Infosys en pleine tourmente boursière
Les résultats d'Infosys pour le dernier trimestre de l'exercice fiscal 2012-2013 ont jeté un froid glacial sur les marchés boursiers indiens. La SSII semble peiner à se transformer sur fond de crise économique persistante qui met ses marges sous pression.
Infosys vient de présenter des résultats en demi-teinte pour le premier trimestre de l’année, et dernier de son précédent exercice fiscal. A 1,938 Md$, le chiffre d’affaires trimestriel de la SSII affiche une santé solide. Il a en effet progressé de 9,43 % par rapport à la même période de l'an passé, soit la meilleure croissance annuelle du CA de la SSII depuis le premier trimestre 2012. Une lueur d’espoir, serait-on tenté de dire après un exercice 2012-2013 marqué par une croissance "très limitée" : un petit 5,8 % sur un an, bien loin des chiffres mirobolants auxquels les SSII indiennes sont habituées, exception faite du difficile exercice 2009-2010.
Et les perspectives ne s'annoncent guère meilleures. Lors de la présentation des résultats, SD Shibulal, Pdg d’Infosys, a une nouvelle fois invoqué les «incertitudes économiques mondiales» qui continuent, selon lui, de constituer un «défi pour l’industrie IT.» Les résultats des autres grandes SSII indiennes diront si ses propos sont fondés ou pas. Certes, comme cela avait été le cas en janvier 2012, Infosys pourrait payer le fait d’être la première d’entre elles à présenter ses résultats annuels et à communiquer ses prévisions.

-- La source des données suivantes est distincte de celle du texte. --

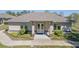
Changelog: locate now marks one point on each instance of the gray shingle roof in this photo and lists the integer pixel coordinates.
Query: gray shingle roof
(39, 16)
(6, 16)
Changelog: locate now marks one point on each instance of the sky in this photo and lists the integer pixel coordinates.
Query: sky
(65, 12)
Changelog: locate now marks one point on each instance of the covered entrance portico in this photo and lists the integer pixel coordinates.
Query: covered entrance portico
(42, 27)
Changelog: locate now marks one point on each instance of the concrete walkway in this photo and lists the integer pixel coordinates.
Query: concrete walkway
(41, 37)
(5, 40)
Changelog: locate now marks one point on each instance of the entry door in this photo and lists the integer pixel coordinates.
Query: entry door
(40, 28)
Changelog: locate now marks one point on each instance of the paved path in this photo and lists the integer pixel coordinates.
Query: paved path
(5, 40)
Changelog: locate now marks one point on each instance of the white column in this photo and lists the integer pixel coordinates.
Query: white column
(51, 29)
(33, 29)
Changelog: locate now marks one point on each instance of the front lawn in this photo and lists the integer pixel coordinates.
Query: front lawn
(16, 36)
(3, 26)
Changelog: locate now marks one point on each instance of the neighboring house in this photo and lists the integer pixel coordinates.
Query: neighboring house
(5, 18)
(39, 22)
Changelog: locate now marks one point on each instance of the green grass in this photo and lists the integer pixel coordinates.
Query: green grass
(50, 46)
(3, 27)
(16, 36)
(35, 46)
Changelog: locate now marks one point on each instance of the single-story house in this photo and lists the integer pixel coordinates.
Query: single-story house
(39, 22)
(5, 17)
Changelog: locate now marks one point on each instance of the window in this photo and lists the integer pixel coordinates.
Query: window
(57, 27)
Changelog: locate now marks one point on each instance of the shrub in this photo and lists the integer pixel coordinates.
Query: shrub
(22, 31)
(58, 33)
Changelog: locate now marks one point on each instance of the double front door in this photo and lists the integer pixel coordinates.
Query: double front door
(40, 28)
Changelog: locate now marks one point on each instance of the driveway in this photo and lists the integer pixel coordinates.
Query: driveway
(38, 40)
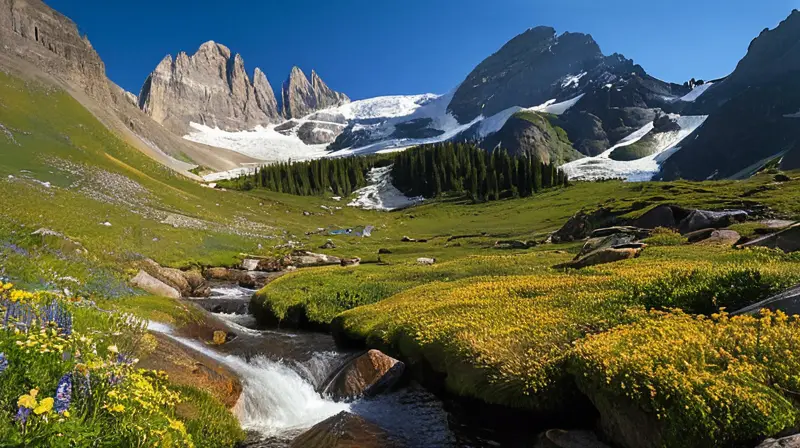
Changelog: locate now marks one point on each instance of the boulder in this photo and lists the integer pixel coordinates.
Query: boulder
(510, 244)
(250, 264)
(344, 430)
(305, 259)
(351, 261)
(667, 216)
(705, 219)
(606, 255)
(787, 240)
(154, 286)
(368, 375)
(722, 238)
(787, 301)
(172, 277)
(615, 240)
(786, 442)
(636, 232)
(557, 438)
(576, 228)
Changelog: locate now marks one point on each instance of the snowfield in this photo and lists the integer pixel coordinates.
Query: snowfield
(381, 194)
(696, 92)
(641, 170)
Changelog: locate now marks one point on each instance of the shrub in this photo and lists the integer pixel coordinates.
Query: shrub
(704, 382)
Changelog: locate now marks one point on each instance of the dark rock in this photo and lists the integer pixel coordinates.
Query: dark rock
(667, 216)
(605, 242)
(557, 438)
(368, 375)
(705, 219)
(510, 244)
(785, 442)
(351, 261)
(344, 430)
(787, 301)
(787, 240)
(604, 256)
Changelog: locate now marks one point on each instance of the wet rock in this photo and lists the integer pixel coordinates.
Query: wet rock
(605, 256)
(305, 259)
(722, 238)
(172, 277)
(705, 219)
(351, 261)
(250, 264)
(787, 240)
(557, 438)
(154, 286)
(786, 442)
(368, 375)
(190, 368)
(344, 430)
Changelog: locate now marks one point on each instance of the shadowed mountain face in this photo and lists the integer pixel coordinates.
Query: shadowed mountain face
(753, 113)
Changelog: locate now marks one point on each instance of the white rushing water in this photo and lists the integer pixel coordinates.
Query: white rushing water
(275, 399)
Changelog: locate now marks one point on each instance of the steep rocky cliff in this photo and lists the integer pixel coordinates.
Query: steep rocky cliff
(302, 97)
(210, 87)
(32, 31)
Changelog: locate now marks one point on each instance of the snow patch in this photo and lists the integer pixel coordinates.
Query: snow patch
(696, 92)
(641, 170)
(381, 194)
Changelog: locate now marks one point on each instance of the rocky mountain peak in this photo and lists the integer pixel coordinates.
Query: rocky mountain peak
(302, 97)
(210, 87)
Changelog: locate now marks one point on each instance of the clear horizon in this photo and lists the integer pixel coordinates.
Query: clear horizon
(367, 50)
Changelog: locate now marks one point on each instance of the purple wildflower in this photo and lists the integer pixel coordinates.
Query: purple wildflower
(22, 414)
(63, 393)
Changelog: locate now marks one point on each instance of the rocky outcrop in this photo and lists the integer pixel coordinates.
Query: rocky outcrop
(368, 375)
(344, 430)
(531, 134)
(210, 87)
(32, 31)
(154, 286)
(787, 240)
(302, 97)
(751, 113)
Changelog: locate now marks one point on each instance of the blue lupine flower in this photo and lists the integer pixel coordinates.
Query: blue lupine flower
(63, 393)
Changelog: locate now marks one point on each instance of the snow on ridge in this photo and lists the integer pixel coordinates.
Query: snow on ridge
(381, 194)
(641, 170)
(573, 80)
(696, 92)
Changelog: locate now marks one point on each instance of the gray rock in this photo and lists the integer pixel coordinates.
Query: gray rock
(154, 286)
(210, 87)
(787, 240)
(785, 442)
(302, 97)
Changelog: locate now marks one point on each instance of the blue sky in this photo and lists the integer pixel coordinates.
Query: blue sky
(369, 48)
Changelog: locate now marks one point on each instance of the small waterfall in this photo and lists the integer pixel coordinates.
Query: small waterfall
(275, 398)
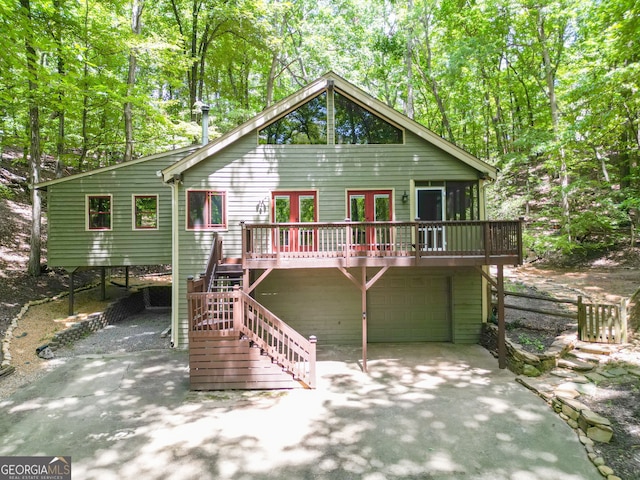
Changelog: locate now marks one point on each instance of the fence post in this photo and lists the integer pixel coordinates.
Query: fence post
(582, 319)
(312, 361)
(624, 303)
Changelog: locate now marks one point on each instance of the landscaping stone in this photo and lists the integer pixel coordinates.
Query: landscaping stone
(617, 372)
(575, 364)
(46, 353)
(530, 371)
(605, 471)
(595, 377)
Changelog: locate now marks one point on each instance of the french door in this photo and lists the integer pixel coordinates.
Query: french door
(430, 208)
(294, 207)
(370, 206)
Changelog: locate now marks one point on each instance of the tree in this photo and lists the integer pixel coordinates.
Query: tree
(34, 134)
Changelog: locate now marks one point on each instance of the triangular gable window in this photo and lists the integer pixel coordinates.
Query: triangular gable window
(356, 125)
(307, 125)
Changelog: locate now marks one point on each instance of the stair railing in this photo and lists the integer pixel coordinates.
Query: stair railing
(215, 257)
(292, 351)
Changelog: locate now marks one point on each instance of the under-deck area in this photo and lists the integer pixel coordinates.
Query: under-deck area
(237, 342)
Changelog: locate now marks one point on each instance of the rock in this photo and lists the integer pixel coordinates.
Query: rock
(595, 377)
(593, 418)
(605, 471)
(46, 353)
(575, 364)
(617, 372)
(585, 440)
(559, 372)
(530, 371)
(600, 433)
(587, 357)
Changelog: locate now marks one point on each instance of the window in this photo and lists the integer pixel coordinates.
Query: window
(356, 125)
(462, 201)
(99, 212)
(295, 207)
(306, 125)
(206, 209)
(145, 212)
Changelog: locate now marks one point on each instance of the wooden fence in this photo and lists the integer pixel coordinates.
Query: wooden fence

Mais les difficultés d’Infosys ne sont pas récentes. Ses marges sont sous pression depuis le début de la crise en 2008. A 23,6 % de marge opérationnelle, elles sont aujourd’hui au plus bas (pour une SSII indienne, nombre de patrons de SSII européennes tueraient père et mère pour de tels chiffres). Surtout, Infosys est à un tournant de son histoire. Elle finalisé, mi-2011, la réorganisation de sa direction dans l’espoir d’enclencher sa transformation en «Infosys 3.0», un Infosys qui sortirait enfin de son modèle traditionnel de croissance linéaire.
L’acquisition du suisse Lodestone, en septembre dernier, pourrait l’y aider, mais ne suffira probablement pas. A demi-mots, SD Shibulal le reconnaît d’ailleurs, soulignant que la SSII «réalise tous les investissements nécessaires pour nous différencier sur le marché tout en nous positionnant comme partenaire de choix pour nos clients.»
Des investisseurs inquiets
Pour l’exercice entamé au 1er avril, Infosys prévoit une croissance comprise entre 6 et 10 %. Un peu mieux que cette année, mais loin de la croissance galopante enregistrée tout au long des années 2000. Les investisseurs ne s’y sont pas trompés : peu après l’annonce de ces résultats, le titre de la SSII chutait de plus de 20 % pour atteindre son plus bas depuis janvier 2011, entraînant avec lui les index des bourses de Mumbai et de New Delhi.
Le coup de grâce ? C’est CLSA qui pourrait l’avoir porté : dans une note adressée à ses clients vendredi dernier, la banque d’investissement prévient, selon l’Economic Times of India, que les perspectives fortement à la baisse sur les marges de la SSII devraient peser sur sa rentabilité prochaine au point de faire du titre «de l’argent inerte» pour «quelque temps.»
Un simple messager
Mais les investisseurs ne sont-ils pas simplement en train de tirer à boulets rouges sur un simple messager ? Shankar Sharma, de First Global, ne dit pas vraiment le contraire quand il relève, pour l’Economic Times of India, que l’industrie indienne des services informatiques n’est tout simplement plus un havre de paix pour investisseurs : «il n’y a plus que très peu d’endroits ou de secteurs où rester cacher».
La croissance de l’industrie indienne des services informatiques n’est attendue qu’à 12 voire 14 % pour l’exercice 2013-2014. Un chiffre qui aura des répercutions sur le front de l’emploi : selon le Nasscom, cette industrie ne devrait générer que 130 000 à 150 000 emplois au cours de l’exercice, contre 180 000 au cours du précédent.
Déjà, Infosys n’a effectivement embauché qu’un millier de personnes au cours du trimestre écoulé et prévoit de limiter ses recrutements pour l’exercice en cours. Et même HCL - qui a bien fini l’année 2012 et avait particulièrement bien résisté au difficile passage de 2009 -, fait preuve d’une certaine prudence dans la gestion de ses embauches de jeunes diplômés.